A ideia de retorno à vida física após a morte do corpo físico era aceita pelo povo hebreu. Jesus viveu entre os judeus e para entendê-lo, necessário se faz entender sua crença. A primeira passagem encontra-se descrita no Evangelho de Mateus, capítulo 16, versículos 13 e 14, nos quais indica-se que o povo esperava o Messias, pensando que este era João Batista (este ainda encarnado) ou outros, como Elias, Jeremias ou algum dos profetas (estes todos já desencarnados há séculos e que, se voltassem, estariam com outra roupagem física). A segunda passagem, também do Evangelho de Mateus, capítulo 17, versículos 10 a 13, os discípulos perguntaram ao Mestre sobre a volta de Elias a que o Mestre respondeu que o Elias já havia voltado e fizeram com ele como lhes aprouve e os discípulos compreenderam que Elias teria vindo como João Batista.

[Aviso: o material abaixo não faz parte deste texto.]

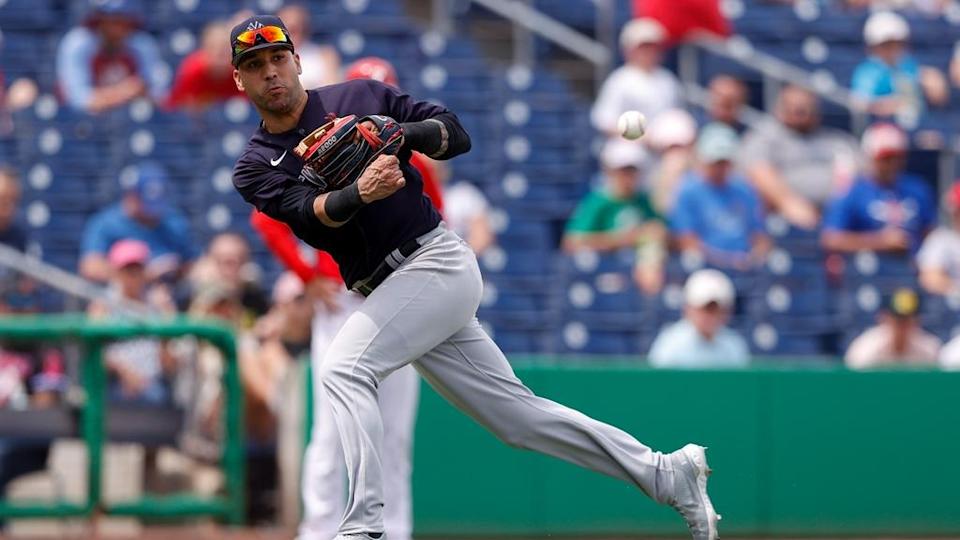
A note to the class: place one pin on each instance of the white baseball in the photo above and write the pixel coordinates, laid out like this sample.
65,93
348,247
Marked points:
632,125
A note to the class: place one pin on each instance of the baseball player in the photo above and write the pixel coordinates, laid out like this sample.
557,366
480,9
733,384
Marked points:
323,486
333,164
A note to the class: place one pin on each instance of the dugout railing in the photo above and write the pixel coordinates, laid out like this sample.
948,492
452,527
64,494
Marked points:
92,336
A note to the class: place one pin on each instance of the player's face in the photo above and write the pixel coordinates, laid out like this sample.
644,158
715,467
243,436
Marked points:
271,79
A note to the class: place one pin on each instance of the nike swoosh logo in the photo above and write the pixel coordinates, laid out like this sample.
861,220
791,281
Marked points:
275,162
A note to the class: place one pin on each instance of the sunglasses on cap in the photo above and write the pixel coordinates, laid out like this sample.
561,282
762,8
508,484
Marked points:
248,38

Dessa forma, eles compreendiam que a reencarnação era fato e que o corpo com que o Espírito retornava era diferente do que animava antes.

Na Epístola de Paulo aos Hebreus, capítulo 9, versículo 27, conforme a Sociedade Bíblica Britânica, diz-se: “Porquanto é ordenado aos homens que morram uma só vez (e depois disto vem o juízo),”. Estaria esse versículo contrariando a reencarnação e o próprio ensinamento do Mestre? Decerto que não. O que morre uma só vez é o corpo físico, é a personalidade atual do homem. Conforme Severino Celestino, Paulo não disse que se vive só uma vez, o que realmente iria contra a reencarnação e a conversa de Jesus com Nicodemos, em João, 3:3. Para cada encarnação, com a morte do corpo físico, segue-se uma avaliação dessa sua vivência (um julgamento, não o julgamento final), necessária para a programação de sua próxima encarnação. A tradução de Severino Celestino, diretamente do hebreu, é: “E como é um fato que os homens devem morrer uma só vez, depois do que vem um julgamento.”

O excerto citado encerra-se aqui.